The Enterprise Newspaper
Reprinted by permission of the St. Mary’s Enterprise
Magical, Lyrical Lessons
by Angelea Hoogerheide
“Now, when someone asks you if you know about opera, you can say, Not only do I know about opera, I can sing it in German!” proclaimed Yvette Lewis to a group of anxious third-graders who beamed after successfully mastering lyrics in a foreign language from Wolfgang Amadeus Mozart’s “The Magic Flute.”
Sitting crossed-legged on the floor of the music room, the young students focused their eyes up on the woman behind the piano who guided them through lines from Mozart’s tale of fantasy. Little lips pursed, the children practiced sounding out the hard German consonants. “Das klinget, sö herlich. Das klinget, so schoe’n,” they echoed in response to their teacher with the crystal clear voice.
Having earlier sung those lyrics in English, “Hear the jingling, so splendid! Hear the jingling, so clear,” the third-graders giggled as Lewis appealed to them to sing softly, convincing them that softness gave the music a sweeter quality.
Concentration was on the brow of each face as students also took turns playing the xylophone. Coordination was at hand while tiny fingers gripping mallets pounded out notes in sync with the songs. There was a reason to grasp the lessons with precision: at the end of the week students would have a sharing session and show their peers in other grades what they have learned.
“The Magic Flute” is a celebration of wisdom, honesty and brotherhood tied in the magic of dreams and imagination.

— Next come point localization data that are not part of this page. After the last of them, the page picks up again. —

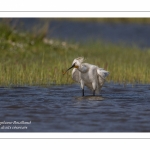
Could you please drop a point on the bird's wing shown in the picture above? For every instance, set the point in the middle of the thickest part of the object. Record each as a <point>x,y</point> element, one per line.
<point>84,68</point>
<point>75,75</point>
<point>102,73</point>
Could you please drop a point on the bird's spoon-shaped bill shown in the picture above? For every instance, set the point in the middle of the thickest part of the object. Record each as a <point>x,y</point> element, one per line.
<point>69,69</point>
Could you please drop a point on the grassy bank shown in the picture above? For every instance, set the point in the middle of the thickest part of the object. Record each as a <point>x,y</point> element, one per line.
<point>31,59</point>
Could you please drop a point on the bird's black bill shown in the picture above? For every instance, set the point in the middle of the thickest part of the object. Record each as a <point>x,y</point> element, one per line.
<point>70,68</point>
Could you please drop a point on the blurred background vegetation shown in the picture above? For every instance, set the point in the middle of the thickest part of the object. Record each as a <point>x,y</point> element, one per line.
<point>30,58</point>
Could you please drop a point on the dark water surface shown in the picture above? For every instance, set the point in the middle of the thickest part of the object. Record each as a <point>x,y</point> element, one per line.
<point>62,109</point>
<point>126,33</point>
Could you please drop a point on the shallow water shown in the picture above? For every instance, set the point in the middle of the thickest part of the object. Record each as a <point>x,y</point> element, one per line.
<point>118,108</point>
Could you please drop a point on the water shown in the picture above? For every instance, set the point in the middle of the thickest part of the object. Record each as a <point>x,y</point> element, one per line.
<point>129,34</point>
<point>118,108</point>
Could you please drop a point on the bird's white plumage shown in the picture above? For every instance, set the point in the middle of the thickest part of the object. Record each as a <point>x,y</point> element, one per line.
<point>88,75</point>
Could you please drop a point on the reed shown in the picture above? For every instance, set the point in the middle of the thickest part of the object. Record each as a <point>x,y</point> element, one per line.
<point>30,59</point>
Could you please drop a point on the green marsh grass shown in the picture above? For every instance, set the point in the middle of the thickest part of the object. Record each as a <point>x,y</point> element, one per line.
<point>31,59</point>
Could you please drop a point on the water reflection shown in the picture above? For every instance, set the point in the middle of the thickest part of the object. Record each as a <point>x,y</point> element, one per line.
<point>62,109</point>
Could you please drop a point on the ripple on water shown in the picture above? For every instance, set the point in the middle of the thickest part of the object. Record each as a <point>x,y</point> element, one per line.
<point>118,108</point>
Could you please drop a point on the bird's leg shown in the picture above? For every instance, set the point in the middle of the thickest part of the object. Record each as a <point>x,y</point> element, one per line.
<point>94,87</point>
<point>82,92</point>
<point>93,92</point>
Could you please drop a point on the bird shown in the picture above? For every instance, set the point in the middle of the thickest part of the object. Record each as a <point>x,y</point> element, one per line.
<point>88,75</point>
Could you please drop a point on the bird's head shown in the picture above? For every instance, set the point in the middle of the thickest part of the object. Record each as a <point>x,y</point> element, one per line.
<point>76,63</point>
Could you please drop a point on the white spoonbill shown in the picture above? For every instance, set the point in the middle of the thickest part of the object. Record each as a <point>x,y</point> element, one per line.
<point>88,75</point>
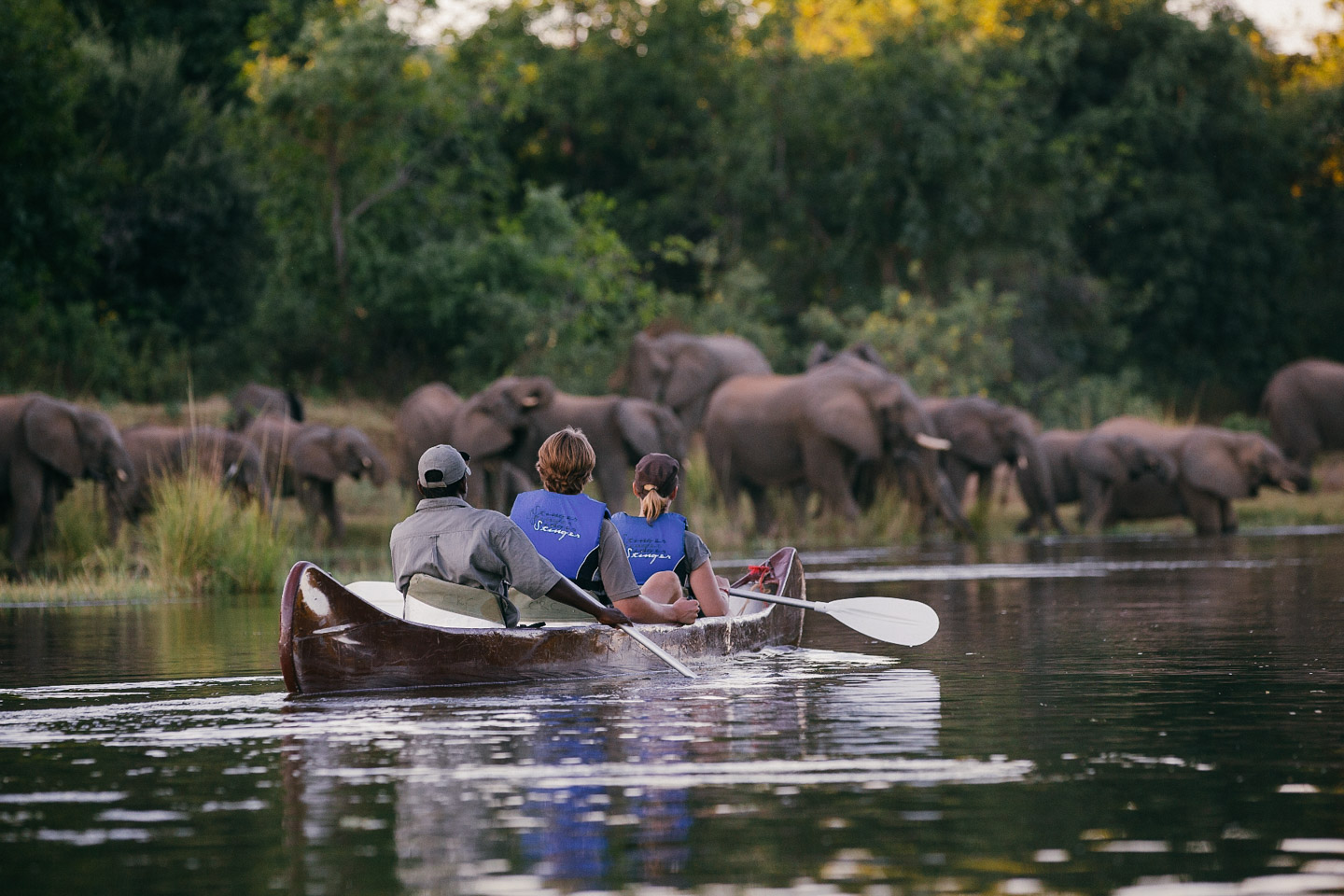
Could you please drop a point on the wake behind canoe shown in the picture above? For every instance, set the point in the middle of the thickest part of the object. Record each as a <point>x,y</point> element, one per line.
<point>333,639</point>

It tells the story of a brave, noble prince and his birdcatcher friend, armed only with magic bells and an enchanted flute, who set out on a musical quest to rescue a beautiful princess and find true love.
Lewis, opera singer and artist in residence at Lexington Park Elementary School, has spent the last week teaching each grade level the basics of the operatic art form. Designed to offer experience and exposure with one opera per grade, the week-long workshops are funded in part by the Maryland State Arts Council and the school.

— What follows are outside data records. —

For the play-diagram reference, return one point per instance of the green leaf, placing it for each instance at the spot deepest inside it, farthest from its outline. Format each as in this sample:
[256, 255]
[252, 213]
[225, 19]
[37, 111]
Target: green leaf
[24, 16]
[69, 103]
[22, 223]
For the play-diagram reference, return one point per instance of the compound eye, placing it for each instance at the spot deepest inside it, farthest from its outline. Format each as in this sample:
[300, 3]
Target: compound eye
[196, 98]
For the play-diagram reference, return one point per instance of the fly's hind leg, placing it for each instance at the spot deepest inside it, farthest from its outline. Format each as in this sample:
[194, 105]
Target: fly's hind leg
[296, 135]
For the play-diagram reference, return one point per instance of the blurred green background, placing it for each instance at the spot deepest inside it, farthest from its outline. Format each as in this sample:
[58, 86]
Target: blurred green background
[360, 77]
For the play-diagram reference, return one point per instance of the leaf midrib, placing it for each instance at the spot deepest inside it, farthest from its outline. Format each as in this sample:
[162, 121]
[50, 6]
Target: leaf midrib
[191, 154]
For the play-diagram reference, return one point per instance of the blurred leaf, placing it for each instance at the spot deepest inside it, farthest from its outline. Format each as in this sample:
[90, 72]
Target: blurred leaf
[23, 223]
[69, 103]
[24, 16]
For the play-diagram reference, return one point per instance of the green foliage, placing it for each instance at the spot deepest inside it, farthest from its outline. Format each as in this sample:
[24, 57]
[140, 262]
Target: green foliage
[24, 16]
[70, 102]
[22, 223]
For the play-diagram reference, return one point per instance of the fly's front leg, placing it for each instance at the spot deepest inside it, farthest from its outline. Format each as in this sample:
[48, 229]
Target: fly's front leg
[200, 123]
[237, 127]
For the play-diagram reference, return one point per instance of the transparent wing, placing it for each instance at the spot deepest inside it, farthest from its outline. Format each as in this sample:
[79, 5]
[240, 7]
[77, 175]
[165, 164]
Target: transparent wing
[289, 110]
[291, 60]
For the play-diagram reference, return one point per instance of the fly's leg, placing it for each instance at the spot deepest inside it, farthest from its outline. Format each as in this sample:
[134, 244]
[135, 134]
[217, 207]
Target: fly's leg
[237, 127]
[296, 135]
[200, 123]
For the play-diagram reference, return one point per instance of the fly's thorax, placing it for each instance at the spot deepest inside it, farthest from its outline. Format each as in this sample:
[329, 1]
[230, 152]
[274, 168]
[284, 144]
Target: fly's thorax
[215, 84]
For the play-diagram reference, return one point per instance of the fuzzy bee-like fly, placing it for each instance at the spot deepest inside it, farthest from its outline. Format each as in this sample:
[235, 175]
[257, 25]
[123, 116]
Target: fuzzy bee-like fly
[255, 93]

Throughout the week students viewed videotaped excerpts from their opera, learned either an aria or chorus from the opera and learned an instrumental accompaniment for the music. Each class met with Lewis twice a week for 45-minute sessions. There were creative writing, art and other interdisciplinary activities featuring opera that were done in the classroom when students were not working directly with Lewis.

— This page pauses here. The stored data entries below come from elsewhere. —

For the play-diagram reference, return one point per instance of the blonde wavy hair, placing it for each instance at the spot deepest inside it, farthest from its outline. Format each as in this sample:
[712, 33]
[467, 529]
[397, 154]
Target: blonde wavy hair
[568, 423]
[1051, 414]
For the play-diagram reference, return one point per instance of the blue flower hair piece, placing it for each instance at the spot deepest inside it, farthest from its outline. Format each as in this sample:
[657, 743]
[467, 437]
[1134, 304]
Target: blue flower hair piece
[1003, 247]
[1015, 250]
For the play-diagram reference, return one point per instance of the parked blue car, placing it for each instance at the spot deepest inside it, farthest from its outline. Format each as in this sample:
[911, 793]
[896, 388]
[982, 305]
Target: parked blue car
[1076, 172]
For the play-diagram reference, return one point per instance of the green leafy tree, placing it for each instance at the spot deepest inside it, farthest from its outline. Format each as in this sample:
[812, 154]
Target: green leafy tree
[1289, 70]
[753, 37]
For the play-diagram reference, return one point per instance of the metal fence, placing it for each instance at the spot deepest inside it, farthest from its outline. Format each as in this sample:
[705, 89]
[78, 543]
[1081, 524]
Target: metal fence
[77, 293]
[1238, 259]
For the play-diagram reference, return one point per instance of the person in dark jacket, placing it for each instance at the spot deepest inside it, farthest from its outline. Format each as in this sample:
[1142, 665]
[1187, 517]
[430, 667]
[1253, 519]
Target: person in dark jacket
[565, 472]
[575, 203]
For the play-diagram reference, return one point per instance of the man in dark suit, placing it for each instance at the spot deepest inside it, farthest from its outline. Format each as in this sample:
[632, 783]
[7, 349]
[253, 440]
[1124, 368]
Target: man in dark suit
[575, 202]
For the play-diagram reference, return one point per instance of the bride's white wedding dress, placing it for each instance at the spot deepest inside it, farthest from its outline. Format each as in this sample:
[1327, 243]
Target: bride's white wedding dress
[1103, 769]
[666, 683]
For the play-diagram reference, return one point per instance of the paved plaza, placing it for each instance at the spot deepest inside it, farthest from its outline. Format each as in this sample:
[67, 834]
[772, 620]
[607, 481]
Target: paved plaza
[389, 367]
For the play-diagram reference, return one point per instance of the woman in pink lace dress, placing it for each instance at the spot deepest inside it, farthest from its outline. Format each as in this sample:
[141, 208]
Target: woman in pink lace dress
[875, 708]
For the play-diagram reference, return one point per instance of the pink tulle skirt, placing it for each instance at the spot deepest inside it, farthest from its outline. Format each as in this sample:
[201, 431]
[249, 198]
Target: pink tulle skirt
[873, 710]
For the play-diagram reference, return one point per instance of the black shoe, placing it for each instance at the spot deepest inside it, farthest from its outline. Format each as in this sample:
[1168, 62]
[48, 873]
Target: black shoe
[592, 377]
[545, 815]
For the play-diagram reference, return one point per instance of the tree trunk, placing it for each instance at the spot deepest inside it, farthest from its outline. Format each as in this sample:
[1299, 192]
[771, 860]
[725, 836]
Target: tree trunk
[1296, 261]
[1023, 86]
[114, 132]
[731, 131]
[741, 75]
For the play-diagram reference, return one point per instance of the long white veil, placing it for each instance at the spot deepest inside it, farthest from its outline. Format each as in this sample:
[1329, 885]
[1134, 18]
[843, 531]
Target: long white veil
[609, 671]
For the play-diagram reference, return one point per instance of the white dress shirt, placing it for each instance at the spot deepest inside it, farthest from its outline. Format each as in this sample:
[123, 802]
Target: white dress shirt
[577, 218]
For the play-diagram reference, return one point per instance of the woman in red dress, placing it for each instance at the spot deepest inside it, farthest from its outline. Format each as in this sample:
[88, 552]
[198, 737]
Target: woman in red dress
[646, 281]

Students used crossword puzzles and word searches to reinforce vocabulary words, and a teacher workshop included an overview of the week and activities that could be used in the classroom to compliment Lewis’ residency.
The workshops “give students exposure to different arts they wouldn’t normally get,” said Kelly Dobson, instructional resource teacher in charge of the program. “We bring (the program) to the school through arts grants. We try to do something different every year.”
The students will perform what they have learned in an assembly on Monday afternoon. “Each grade level studies something different, so we share with each other in the end,” Lewis explained. The assembly “gives the students the opportunity to perform as well as share” in the company of their classmates.
Along with the third-graders’ study of Papageno’s arias in “The Magic Flute,” other grades will examine “The Three Bears Operetta,” “Madame Butterfly,” “Carmen,” “The Marriage of Figaro” and “Tales of Hoffman.”
Lewis lives in Columbia and has taught students throughout the state introductory lessons in opera as an artist in residence for the last 10 years. Interested in the art since age 15, Lewis has performed with the Baltimore Opera, the Baltimore Symphony and the Washington Opera among others.